# I need to learn how to handle this slingshot, who help me vs



## duchuy (Dec 13, 2018)

The gun has a longitudinal wing of 11 cm, TTF type is used round but very difficult to control, according to you, where should I put the skin and where to look, how to divide the line at the distance because It was different from OTT, I practiced with it for more than a month but shot very sharply towards the goal to the left, maybe I was inclined to head wrong.


----------



## mattwalt (Jan 5, 2017)

Get rid of all the elastic. Use single tube at 1842 if shooting 9.5mm or even 2040 if like 8mm steel balls - Those frames come with too much makes it hard to draw effectively. They do look cool though.

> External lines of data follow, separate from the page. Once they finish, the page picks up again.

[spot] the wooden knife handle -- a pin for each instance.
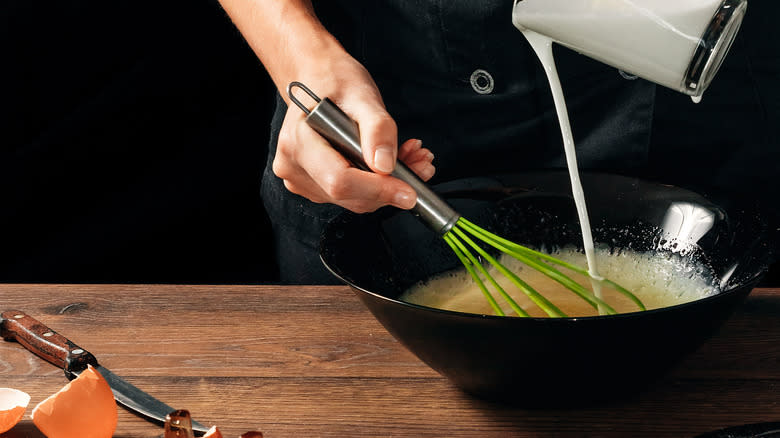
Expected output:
(47, 344)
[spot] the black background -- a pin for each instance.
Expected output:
(133, 137)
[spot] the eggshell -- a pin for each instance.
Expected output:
(13, 404)
(84, 408)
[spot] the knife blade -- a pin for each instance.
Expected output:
(51, 346)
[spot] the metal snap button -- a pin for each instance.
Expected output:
(482, 82)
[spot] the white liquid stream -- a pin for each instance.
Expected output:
(542, 45)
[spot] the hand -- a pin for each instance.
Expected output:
(310, 167)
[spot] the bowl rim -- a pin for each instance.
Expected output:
(749, 283)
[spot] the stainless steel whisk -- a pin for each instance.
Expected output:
(343, 134)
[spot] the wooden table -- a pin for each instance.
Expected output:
(312, 361)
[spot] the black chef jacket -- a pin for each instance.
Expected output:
(458, 75)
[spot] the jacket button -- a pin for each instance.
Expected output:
(482, 82)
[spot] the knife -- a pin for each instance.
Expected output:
(47, 344)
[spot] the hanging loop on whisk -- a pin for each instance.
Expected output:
(295, 100)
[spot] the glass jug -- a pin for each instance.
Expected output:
(679, 44)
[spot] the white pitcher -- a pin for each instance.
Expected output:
(679, 44)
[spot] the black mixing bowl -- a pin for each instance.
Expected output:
(542, 361)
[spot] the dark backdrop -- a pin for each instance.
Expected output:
(132, 137)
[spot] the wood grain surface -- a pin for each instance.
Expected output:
(312, 361)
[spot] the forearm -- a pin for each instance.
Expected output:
(286, 35)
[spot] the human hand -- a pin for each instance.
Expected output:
(310, 167)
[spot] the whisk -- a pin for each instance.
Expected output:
(459, 233)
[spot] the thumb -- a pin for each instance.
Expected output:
(379, 140)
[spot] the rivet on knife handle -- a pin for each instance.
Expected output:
(44, 342)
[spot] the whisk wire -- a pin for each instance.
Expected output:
(508, 298)
(542, 267)
(512, 247)
(532, 294)
(455, 245)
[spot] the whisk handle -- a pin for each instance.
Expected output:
(344, 135)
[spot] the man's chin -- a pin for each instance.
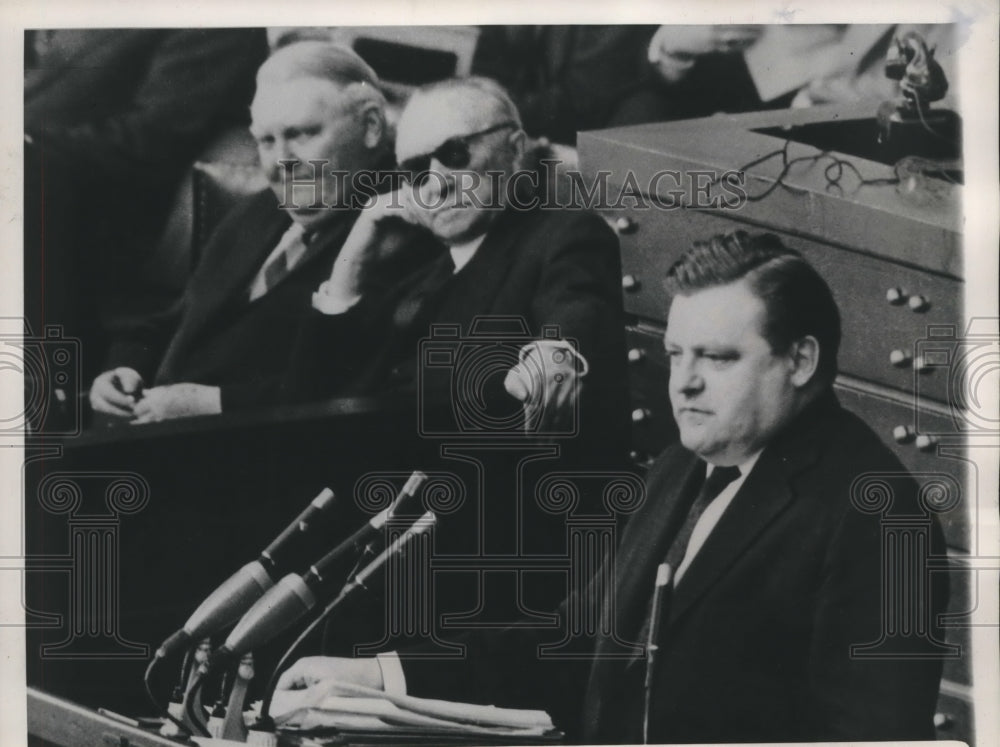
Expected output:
(457, 228)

If you have too much strength in the bands actually makes balls not fly straight - or because of hard draw could also effect how you release.

After that if still shooting to the left then can start to figure the issue.


----------



## KawKan (May 11, 2013)

Welcome to the forum @duchuy!

I have not shot the slingshot you want to master, but I will make some guesses.

1 - I guess that when you say "Where do I put the skin?" you are asking about an "anchor point." If your anchor point is working for your OTT shooting, it is probably good for your TTF shooting also. So don't change that for now. Maybe later.

2 - "Where to look?" My guess is you are trying to use the Sighting Aid. It does not look like it is adjustable. So look for other adjustments. Since your ammo is hitting left of your target consider moving your point of aim left also - to the place the ammo hits. Assume your shooting stance, draw the slingshot and aim as you normally do. Hold that position, move nothing but your eyes, and look at the place the ammo hits. With luck, that place may align with a point on the forks, or in line with one of the tubes. Make that your new aiming point.

Good shooting!


----------



## Bugar (Dec 24, 2009)

Had one similar, they come with too much tubing, cut down to single tubes insead of the 3 tube setup, should help you out, if you master single tubes then go ahead and experiment with tubes, triples just too much weight and even too much recoil if you can pull it.


----------